Meet our founder

A kitchen catch up with Will

So, where did it all begin? Can you tell us about your experience?

I’m a carpenter by trade, training formally after studying Art & Design at college. In the early days I took a job with a property renovation firm and built on my skills, observing and learning from those more experienced than me. I learnt a lot in those years and they gave me a solid foundation from which to build my career. I began taking on commissions at weekends and slowly built up a small client base. Eventually I made the break to go it alone and worked out of a modest workshop on small furniture projects, developing my skills into something more akin to those of a joiner. I’m quite the perfectionist though, so I was never satisfied, always pushing to find ways to improve; to make surfaces smoother, joins neater, cabinets more functional. Over the years my skills were refined and I soon learnt that, in the same way you need quality ingredients to make a good meal, so too do you need premium materials to make exceptional furniture.

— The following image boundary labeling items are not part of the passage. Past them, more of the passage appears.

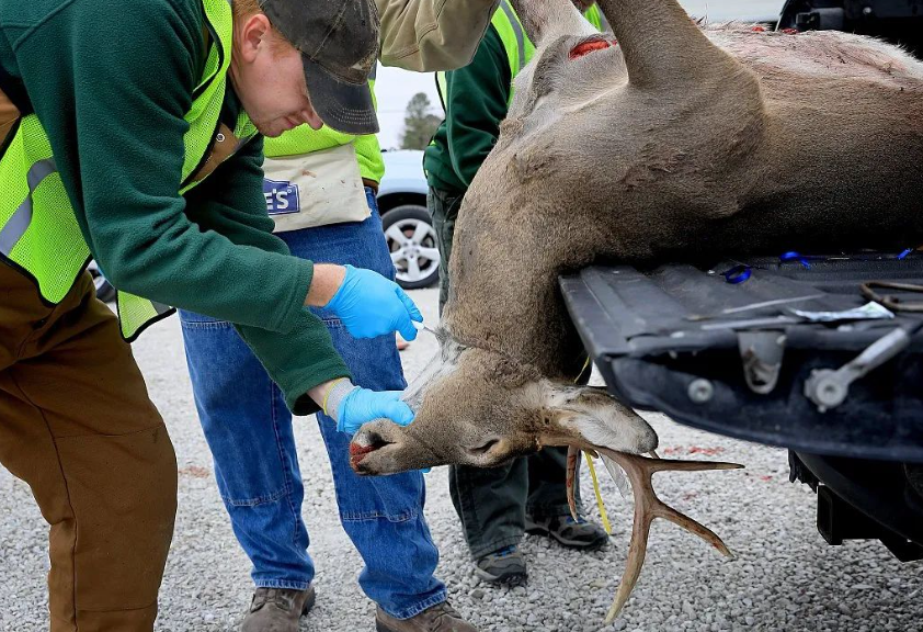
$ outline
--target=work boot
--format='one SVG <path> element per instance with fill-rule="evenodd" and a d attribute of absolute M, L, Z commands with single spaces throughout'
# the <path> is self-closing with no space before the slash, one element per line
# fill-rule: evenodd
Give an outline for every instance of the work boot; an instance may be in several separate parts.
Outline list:
<path fill-rule="evenodd" d="M 569 549 L 595 551 L 608 542 L 608 533 L 594 524 L 571 516 L 551 516 L 549 518 L 525 518 L 525 531 L 534 535 L 545 535 L 557 540 Z"/>
<path fill-rule="evenodd" d="M 395 619 L 381 608 L 375 614 L 377 632 L 478 632 L 465 621 L 448 601 L 426 608 L 410 619 Z"/>
<path fill-rule="evenodd" d="M 289 588 L 257 588 L 240 632 L 298 632 L 298 619 L 314 608 L 317 594 Z"/>
<path fill-rule="evenodd" d="M 475 575 L 491 584 L 524 584 L 525 558 L 516 546 L 506 546 L 475 562 Z"/>

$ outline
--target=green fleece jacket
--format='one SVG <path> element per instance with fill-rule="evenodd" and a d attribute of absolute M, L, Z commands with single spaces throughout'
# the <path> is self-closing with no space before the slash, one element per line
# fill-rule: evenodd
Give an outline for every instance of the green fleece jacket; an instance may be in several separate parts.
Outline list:
<path fill-rule="evenodd" d="M 510 102 L 510 61 L 493 24 L 471 63 L 446 72 L 445 82 L 445 120 L 426 147 L 423 168 L 430 187 L 460 195 L 493 149 Z"/>
<path fill-rule="evenodd" d="M 349 370 L 304 307 L 314 266 L 272 235 L 262 139 L 178 193 L 203 24 L 201 0 L 0 0 L 0 66 L 48 133 L 113 284 L 233 323 L 289 407 L 307 414 L 317 407 L 306 392 Z M 229 88 L 230 127 L 239 111 Z"/>

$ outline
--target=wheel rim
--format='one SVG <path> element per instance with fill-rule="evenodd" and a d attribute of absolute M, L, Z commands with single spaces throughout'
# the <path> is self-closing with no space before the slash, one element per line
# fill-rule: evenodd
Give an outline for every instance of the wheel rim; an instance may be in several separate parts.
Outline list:
<path fill-rule="evenodd" d="M 415 283 L 438 271 L 436 232 L 423 219 L 398 219 L 385 232 L 398 281 Z"/>

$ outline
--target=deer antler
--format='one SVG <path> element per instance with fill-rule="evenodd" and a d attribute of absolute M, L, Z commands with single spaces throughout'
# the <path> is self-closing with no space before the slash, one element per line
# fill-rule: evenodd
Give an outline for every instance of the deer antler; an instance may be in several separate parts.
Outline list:
<path fill-rule="evenodd" d="M 648 549 L 648 535 L 650 534 L 650 526 L 654 518 L 664 518 L 671 522 L 679 524 L 686 531 L 694 533 L 711 544 L 722 555 L 731 557 L 731 552 L 725 545 L 714 531 L 704 527 L 683 514 L 676 511 L 672 507 L 665 505 L 653 490 L 651 484 L 651 476 L 657 472 L 664 472 L 668 470 L 677 472 L 700 472 L 705 470 L 738 470 L 743 467 L 737 463 L 708 462 L 708 461 L 674 461 L 670 459 L 646 459 L 635 454 L 626 454 L 624 452 L 616 452 L 606 448 L 594 447 L 594 449 L 603 456 L 607 456 L 618 463 L 623 470 L 628 474 L 628 479 L 631 482 L 631 490 L 635 494 L 635 523 L 631 528 L 631 543 L 628 548 L 628 561 L 625 564 L 625 573 L 622 575 L 622 583 L 618 585 L 618 592 L 615 595 L 612 607 L 606 614 L 606 623 L 611 623 L 615 616 L 622 610 L 625 602 L 628 601 L 635 584 L 638 582 L 638 576 L 641 574 L 641 566 L 645 564 L 645 555 Z M 570 456 L 570 450 L 568 450 Z M 574 467 L 577 458 L 574 455 Z M 570 459 L 568 459 L 568 478 L 572 476 L 570 472 Z M 568 501 L 570 503 L 572 493 L 568 486 Z"/>

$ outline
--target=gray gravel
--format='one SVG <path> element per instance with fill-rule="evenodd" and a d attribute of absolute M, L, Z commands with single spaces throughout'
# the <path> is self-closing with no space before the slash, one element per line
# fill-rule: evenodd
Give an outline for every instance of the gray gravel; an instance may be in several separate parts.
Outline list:
<path fill-rule="evenodd" d="M 436 293 L 413 293 L 430 323 Z M 409 375 L 434 349 L 421 334 L 403 353 Z M 236 630 L 250 598 L 249 563 L 238 548 L 212 476 L 195 419 L 179 323 L 153 327 L 135 345 L 151 397 L 160 407 L 180 463 L 180 512 L 160 595 L 158 630 Z M 736 472 L 668 473 L 661 497 L 715 529 L 736 552 L 726 561 L 672 524 L 658 521 L 647 564 L 622 617 L 602 621 L 625 562 L 630 503 L 603 476 L 615 535 L 607 550 L 579 554 L 529 537 L 525 588 L 479 584 L 448 499 L 444 467 L 428 475 L 426 516 L 442 552 L 438 576 L 455 607 L 482 630 L 784 630 L 923 631 L 921 564 L 900 564 L 874 542 L 828 546 L 814 529 L 814 498 L 788 483 L 786 454 L 649 417 L 661 455 L 705 448 L 736 461 Z M 297 424 L 306 482 L 305 519 L 318 567 L 318 601 L 303 630 L 373 630 L 374 606 L 355 578 L 360 558 L 337 520 L 330 469 L 312 418 Z M 665 454 L 664 454 L 665 453 Z M 692 458 L 700 454 L 691 455 Z M 592 499 L 589 476 L 582 494 Z M 593 508 L 595 514 L 595 508 Z M 26 485 L 0 469 L 0 630 L 47 630 L 47 528 Z"/>

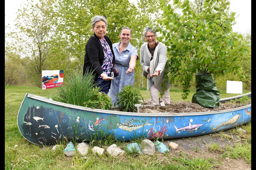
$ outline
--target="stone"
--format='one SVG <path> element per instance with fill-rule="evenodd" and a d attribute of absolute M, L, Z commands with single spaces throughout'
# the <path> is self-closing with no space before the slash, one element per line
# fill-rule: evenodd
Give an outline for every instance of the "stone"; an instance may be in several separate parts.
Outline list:
<path fill-rule="evenodd" d="M 176 150 L 178 148 L 178 146 L 179 146 L 179 145 L 177 143 L 175 143 L 174 142 L 170 142 L 170 143 L 169 144 L 169 146 L 171 147 L 172 149 Z"/>
<path fill-rule="evenodd" d="M 95 146 L 93 147 L 92 150 L 94 154 L 97 153 L 100 155 L 101 155 L 103 153 L 105 150 L 103 148 L 101 148 L 99 147 Z"/>
<path fill-rule="evenodd" d="M 85 155 L 87 154 L 89 148 L 89 146 L 87 143 L 85 142 L 80 143 L 77 146 L 77 151 L 83 155 Z"/>
<path fill-rule="evenodd" d="M 54 150 L 55 150 L 60 147 L 61 146 L 61 145 L 60 144 L 57 144 L 56 145 L 54 145 L 54 146 L 53 147 L 53 149 Z"/>
<path fill-rule="evenodd" d="M 169 152 L 169 148 L 165 145 L 164 144 L 158 141 L 157 141 L 155 142 L 155 150 L 163 154 L 166 152 L 166 151 Z"/>
<path fill-rule="evenodd" d="M 141 144 L 142 151 L 145 154 L 153 155 L 155 152 L 155 144 L 151 141 L 145 139 Z"/>
<path fill-rule="evenodd" d="M 73 143 L 71 141 L 69 142 L 64 150 L 64 153 L 67 156 L 71 157 L 75 153 L 75 150 Z"/>
<path fill-rule="evenodd" d="M 139 144 L 136 142 L 129 143 L 126 146 L 127 150 L 130 152 L 137 151 L 140 154 L 142 154 L 142 152 L 141 150 Z"/>
<path fill-rule="evenodd" d="M 122 155 L 125 152 L 124 151 L 118 147 L 115 144 L 110 146 L 107 149 L 107 152 L 110 156 L 113 157 Z"/>
<path fill-rule="evenodd" d="M 240 132 L 243 132 L 243 133 L 245 133 L 246 134 L 247 134 L 247 133 L 246 132 L 246 131 L 244 129 L 243 129 L 242 128 L 241 128 L 239 129 L 238 129 L 238 130 Z"/>

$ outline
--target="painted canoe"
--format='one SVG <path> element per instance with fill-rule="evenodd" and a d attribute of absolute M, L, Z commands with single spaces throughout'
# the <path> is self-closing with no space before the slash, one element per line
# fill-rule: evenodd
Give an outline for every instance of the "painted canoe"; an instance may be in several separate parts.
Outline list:
<path fill-rule="evenodd" d="M 129 141 L 201 135 L 251 120 L 251 104 L 218 111 L 148 113 L 93 109 L 27 94 L 18 114 L 21 133 L 33 143 L 49 145 L 63 140 L 78 142 L 113 134 Z"/>

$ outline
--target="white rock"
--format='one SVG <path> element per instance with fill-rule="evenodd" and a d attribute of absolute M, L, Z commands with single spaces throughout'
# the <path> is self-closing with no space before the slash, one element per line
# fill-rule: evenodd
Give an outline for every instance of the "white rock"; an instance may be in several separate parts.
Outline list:
<path fill-rule="evenodd" d="M 111 156 L 115 157 L 122 155 L 125 151 L 117 147 L 115 144 L 113 144 L 107 149 L 107 152 Z"/>
<path fill-rule="evenodd" d="M 80 143 L 77 146 L 77 149 L 82 155 L 85 155 L 88 152 L 89 146 L 85 142 Z"/>
<path fill-rule="evenodd" d="M 178 148 L 179 145 L 177 143 L 175 143 L 174 142 L 171 142 L 169 144 L 169 146 L 171 147 L 172 149 L 176 150 Z"/>
<path fill-rule="evenodd" d="M 151 141 L 145 139 L 141 144 L 142 151 L 145 154 L 153 155 L 155 152 L 155 144 Z"/>
<path fill-rule="evenodd" d="M 94 147 L 93 148 L 93 149 L 92 150 L 94 154 L 97 153 L 100 155 L 102 155 L 105 150 L 103 148 L 101 148 L 99 147 L 96 146 Z"/>

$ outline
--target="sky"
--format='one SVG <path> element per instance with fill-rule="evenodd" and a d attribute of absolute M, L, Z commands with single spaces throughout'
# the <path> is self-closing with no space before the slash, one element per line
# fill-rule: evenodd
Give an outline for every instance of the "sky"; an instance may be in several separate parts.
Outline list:
<path fill-rule="evenodd" d="M 236 24 L 232 26 L 233 31 L 244 34 L 251 29 L 251 0 L 230 0 L 230 10 L 237 12 L 235 16 Z M 26 0 L 5 0 L 5 25 L 9 24 L 13 28 L 16 13 L 20 8 L 22 3 Z M 9 29 L 5 31 L 8 32 Z"/>

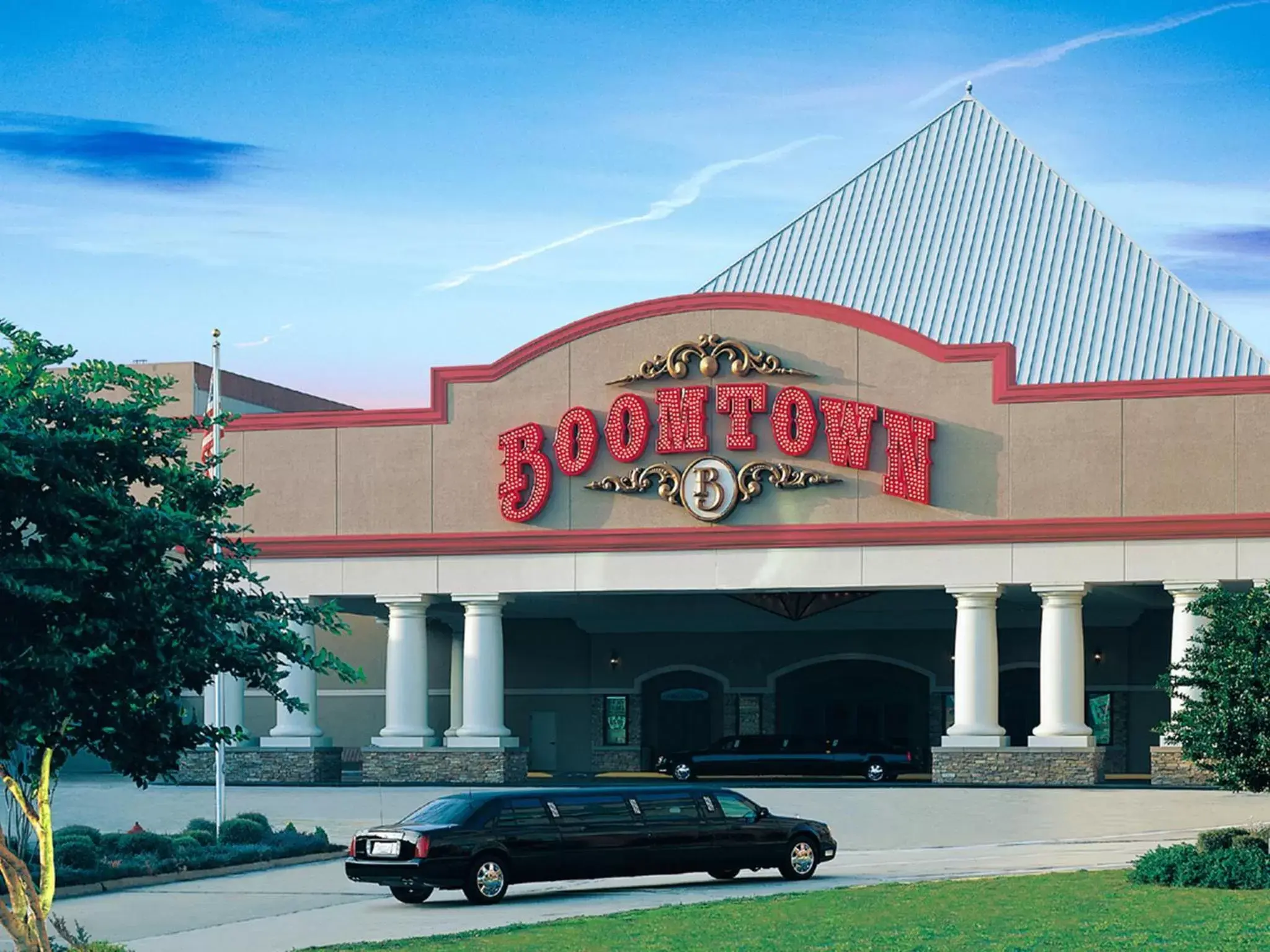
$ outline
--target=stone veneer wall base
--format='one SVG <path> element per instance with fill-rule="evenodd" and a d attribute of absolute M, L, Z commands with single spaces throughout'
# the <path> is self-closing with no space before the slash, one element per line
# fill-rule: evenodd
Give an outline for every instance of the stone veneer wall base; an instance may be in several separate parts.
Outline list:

I now source the best materials I can and drawing on my passion for design, we make furniture of a standard I am incredibly proud to put my name to.

Over the past decade, the kitchen has become the social hub of the house, a place for work, and a place for the family to relax. As a designer, what challenges does this present to you?

I think on the whole, kitchens are more spacious than they used to be because they now need extra room to perform on so many levels. Original kitchen spaces are often extended to create extra living space which means, from a design point of view, we need to consider how the room can be used to cook and be sociable at the same time. We try to design preparation and cooking areas facing outwards, using islands or peninsulars, as opposed to facing a wall. But when this isn’t possible, the use of mirrored splashbacks or feature walls offer a great way of keeping you involved with what’s going on behind you.

When the kitchen is open plan and especially if your sight line extends into other rooms, the style and colour of the kitchen cabinetry will need to work in harmony with the rest of the house. I think this is why we champion the Shaker style and values so fervently. Shaker design in itself is classic and timeless, with design features so versatile they can be applied to furniture throughout the home; Shaker media cabinets, alcove shelving, wardrobes. They all work cohesively together and offer a style statement that will never age, which is so important when making an investment in your home.

How do you go about solving the problems your clients bring you?

Quite often, given the nature of our work, we get presented with unusually shaped spaces or rooms with architectural features that pose a challenge to work around. Many people choose bespoke cabinetry for these reasons, so these challenges have become aspects we have come to expect. Our approach is to identify these problems early on and to prioritise these within the design. Largely these challenges will dictate the layout of the cabinetry and will inform the basis of the design. For instance, in a dark space we will design everything with the intention of maximising the light- in the colour scheme and the materials we use, from reflective surfaces to a carefully considered lighting plan. We always thoughtfully design to get the best out of a space. The beauty of bespoke cabinetry is that all space can be utilised, no matter how awkward it is. Sometimes it’s these characterful nooks, or sloping ceilings, that give a space its identity and make the room feel unique. So, whilst we will always make allowances for challenging spaces, it’s also lovely to celebrate these and make a feature of them where we can.

What are the challenges associated with designing kitchens in small spaces?

Clients tend to come to us with a wish list, which is great in the most part. The more detailed a brief we have the easier it is to get a suitable design drawn up first time around. However, it’s always best to list in order of priority, because in small spaces the challenge is always to balance form and function and every square inch counts. It’s important to be realistic about your space, no matter what size it is, to think about which design aspects are most important to you and where you wouldn’t want to compromise, because although we will utilise all available space and build up to the ceiling if we need to, there is usually an element of compromise in a restricted space.

What’s the kitchen like in the Mundy household?

Busy! It sees the hustle and bustle of family life like most family kitchens. I like to experiment in the kitchen when I get the chance but my wife is the competent cook in our house. When she’s not working alongside me at Will Mundy HQ she’s usually found in the kitchen stirring something delicious. We have teenage daughters who are forever baking or concocting lurid coloured smoothies so the kitchen is frequently a hive of activity. I tend to stay out of the way and get my kitchen fix designing lovely spaces for other people!

Tell us a little about what Will Mundy as a business can offer clients.

I’d like to think people come to us, firstly and foremostly, for beautiful cabinetry and functional design, but the experience we offer clients stretches far beyond this. The process of taking a project from the initial brief, to the design and through to installation can be involved and requires a certain amount of guidance to ensure all runs smoothly. My wife and I are always the main points of contact and a client will always deal with us directly throughout. As a small business we’re proud to be able to offer a level of personal service rarely found in larger companies.